Ad campaigns have two jobs: one as a business-to-business effort to get artists either nominated or win an award, another to increase ticket sales. During Oscar-marketing season from January to March, studios can typically amp up spending anywhere from $2 million to $6 million, depending on the movie. Broadway is comparatively on par.
"A show that spends a half-million dollars and up [on advertising] during that six-week period is not uncommon," said Tom Callahan, co-creative director at ad agency Serino Coyne, New York.
'Negligible' box-office boost
But that doesn't necessarily mean it drives attendance. A box-office boost in a business with a fixed ceiling is "negligible," says Linda Winer, theater critic for Tribune Co.'s Newsday. The increase in advertising "is an expensive vote of confidence."
Of the four major agencies that handle Broadway advertising, including Rave! Advertising, SpotCo and Eliran Murphy Group, all New York, Serino Coyne is the largest. It handles 18 of the 32 shows on Broadway, including the top 10 highest-grossing shows of the last four weeks, among them The Producers and Thoroughly Modern Millie.
Millie garnered 11 Tony nominations, the most of any show, while two more Serino Coyne clients -- Urinetown and Into the Woods -- grabbed 10 nominations each. In this industry, client conflict doesn't exist, says Nancy Coyne, co-CEO, Serino Coyne.
"Every account is handled discreetly, but every account is different," she said. "When we had Footloose several years ago, for instance, the title didn't evoke memories, but there were three distinct songs in there that did. So we bought of lot of radio and TV. For another show, we did more print."

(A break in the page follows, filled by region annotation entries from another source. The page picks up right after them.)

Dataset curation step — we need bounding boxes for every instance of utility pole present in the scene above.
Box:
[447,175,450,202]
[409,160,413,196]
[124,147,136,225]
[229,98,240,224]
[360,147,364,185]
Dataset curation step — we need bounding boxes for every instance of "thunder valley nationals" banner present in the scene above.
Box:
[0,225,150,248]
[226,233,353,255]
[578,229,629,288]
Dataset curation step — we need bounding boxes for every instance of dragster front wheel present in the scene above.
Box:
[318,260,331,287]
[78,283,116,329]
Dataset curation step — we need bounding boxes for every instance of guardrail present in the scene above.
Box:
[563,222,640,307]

Ms. Coyne said while Tony awards are still won by performance, "there are, however, 700-plus Tony voters and in as much as any consumer is influenced by advertising, we put our message out there."

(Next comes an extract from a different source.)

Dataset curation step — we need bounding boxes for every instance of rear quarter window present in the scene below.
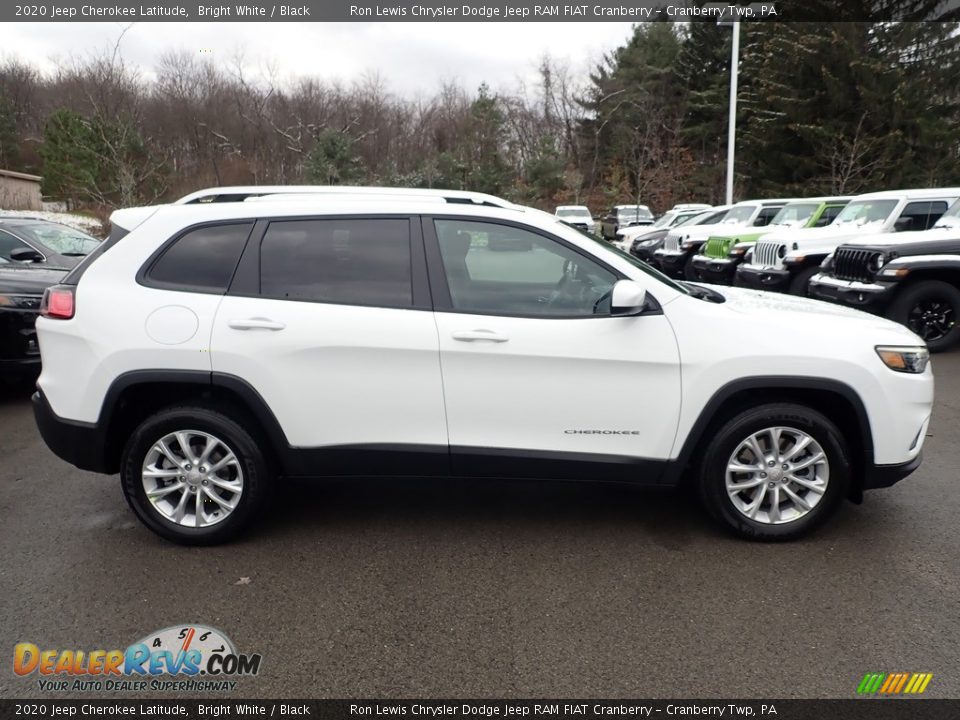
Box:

"We try to remind them about performances and direction and choreography and lighting and things that were particularly well-reviewed," she said.
Yet unlike films, Broadway is a week-to-week business. If a movie bombs, Hollywood still has outlets to recoup its investment: the film can still be resold to cable television, to network television, to video, to DVD and will likely have an overseas market. But if a Broadway show closes after six weeks, it's done. Broadway advertising, first and foremost, must drive ticket sales.
But award season remains unique in what is pushed in theater ads.
"For the artists, it's an obligation for the producers to promote their nominations," said Charles Isherwood, theater critic for Variety. "You ballyhoo the nominations when you can."
Staff writer Wayne Friedman contributed to this report.